La colère de Raghuram Rajan traduit aussi le désarroi des émergents face au dysfonctionnement du G20 qui semble avoir perdu aux yeux des décideurs occidentaux sa pertinence maintenant que la crise des subprimes est derrière nous. Le refus récent par le Congrès américain de ratifier la réforme du FMI qui aurait donné une voix plus importante aux nouveaux pays au sein de cette institution confirme le désintérêt grandissant pour les émergents. Les analystes économiques s’étonnent par ailleurs que la circulaire annonçant la décision de la Fed de ralentir son soutien monétaire ne mentionne guère les fortes turbulences qui ont récemment affecté les monnaies des pays émergents alors même que la politique monétaire américaine est jugée en partie responsable de leurs malheurs.
«Améliorer les fondamentaux»
Pour nombre d’analystes, la responsabilité des turbulences que connaissent les émergents tant sur le plan monétaire que sur celui des investissements incombe en grande partie aux émergents eux-mêmes. Le FMI pointe du doigt la nécessité d'«améliorer les fondamentaux (économiques des pays) et la crédibilité de leurs politiques». Si les investisseurs ont retiré massivement leurs capitaux, c'est parce qu'ils se sont rendu compte de la vulnérabilité de certaines de ces économies. La croissance a ralenti en Inde, mais aussi au Brésil et en Afrique du Sud, en partie parce que les décideurs politiques n'ont pas su profiter des années de « boom » et de l'afflux des capitaux étrangers pour réformer l'économie et doter le pays d'infrastructures essentielles qui font encore défaut.
Enfin, les marchés émergents qui ont été les plus touchés par la crise des devises sont aussi ceux où la situation politique demeure fragile. C'est le cas notamment de l'Inde, l'Indonésie, l'Afrique du Sud, la Turquie, la Thaïlande où des élections importantes devront avoir lieu prochainement.
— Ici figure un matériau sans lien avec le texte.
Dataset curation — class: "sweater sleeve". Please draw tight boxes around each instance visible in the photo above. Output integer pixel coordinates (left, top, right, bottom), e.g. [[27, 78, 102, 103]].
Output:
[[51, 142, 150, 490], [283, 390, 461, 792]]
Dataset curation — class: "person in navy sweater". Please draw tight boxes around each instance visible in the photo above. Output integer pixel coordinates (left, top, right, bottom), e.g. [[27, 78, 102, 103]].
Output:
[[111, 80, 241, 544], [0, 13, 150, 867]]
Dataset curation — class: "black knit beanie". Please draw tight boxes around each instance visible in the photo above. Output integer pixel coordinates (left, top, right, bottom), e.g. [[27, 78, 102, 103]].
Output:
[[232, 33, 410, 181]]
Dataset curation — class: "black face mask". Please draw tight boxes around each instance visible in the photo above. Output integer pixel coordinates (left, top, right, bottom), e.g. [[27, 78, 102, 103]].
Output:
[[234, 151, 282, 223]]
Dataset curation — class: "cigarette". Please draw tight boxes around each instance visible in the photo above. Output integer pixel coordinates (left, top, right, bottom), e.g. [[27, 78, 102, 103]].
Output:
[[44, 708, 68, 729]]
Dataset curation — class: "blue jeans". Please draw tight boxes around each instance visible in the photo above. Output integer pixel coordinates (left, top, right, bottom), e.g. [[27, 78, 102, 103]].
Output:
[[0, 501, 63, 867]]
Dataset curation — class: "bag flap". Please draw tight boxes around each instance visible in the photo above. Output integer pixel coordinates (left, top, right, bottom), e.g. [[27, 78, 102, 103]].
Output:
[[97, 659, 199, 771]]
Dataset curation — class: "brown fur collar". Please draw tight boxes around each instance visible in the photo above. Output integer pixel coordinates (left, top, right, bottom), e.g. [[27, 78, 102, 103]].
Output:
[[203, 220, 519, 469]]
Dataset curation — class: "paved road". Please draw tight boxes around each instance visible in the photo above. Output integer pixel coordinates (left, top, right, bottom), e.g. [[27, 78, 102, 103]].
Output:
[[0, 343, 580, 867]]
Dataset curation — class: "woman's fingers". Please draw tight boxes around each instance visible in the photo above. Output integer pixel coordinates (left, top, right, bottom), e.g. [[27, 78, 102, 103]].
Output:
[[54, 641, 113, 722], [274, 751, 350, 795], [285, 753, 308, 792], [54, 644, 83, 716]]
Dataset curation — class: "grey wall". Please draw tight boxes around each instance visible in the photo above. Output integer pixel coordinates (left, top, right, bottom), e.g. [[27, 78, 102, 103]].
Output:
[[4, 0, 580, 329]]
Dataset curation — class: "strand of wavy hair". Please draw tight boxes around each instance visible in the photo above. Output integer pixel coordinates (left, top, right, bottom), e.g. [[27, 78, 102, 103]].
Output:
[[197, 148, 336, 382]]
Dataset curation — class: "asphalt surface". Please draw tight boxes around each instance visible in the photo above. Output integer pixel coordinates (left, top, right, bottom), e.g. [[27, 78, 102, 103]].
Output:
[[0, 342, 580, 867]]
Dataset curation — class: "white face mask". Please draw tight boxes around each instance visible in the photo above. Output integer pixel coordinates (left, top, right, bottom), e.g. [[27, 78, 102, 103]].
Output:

Dans ce contexte, comment s'étonner que l'enthousiasme initial pour les économies de marché émergentes après 2008 ait cédé au désintérêt chez les investisseurs et les décideurs ?
Pour autant, le phénomène de l'émergence économique n'est certainement pas fini. « La montée des puissances économiques non-occidentales est un mouvement profondément ancré dans l'histoire », a écrit Gideon Rachmann dans le Financial Times, rappelant que les grands pays émergents ont enregistré depuis1960 une croissance de 600 % contre 300 % pour les pays industrialisés. L'entrée en scène des MINT (Mexique, Indonésie, Nigeria et Turquie) qui promettent de rattraper prochainement les BRICS (Brésil, Russie, Inde, Chine, Afrique du Sud) suggère que la dégringolade des devises à laquelle le monde assiste depuis le début de l'année ne sera peut-être pas le dernier mot en matière d'émergence.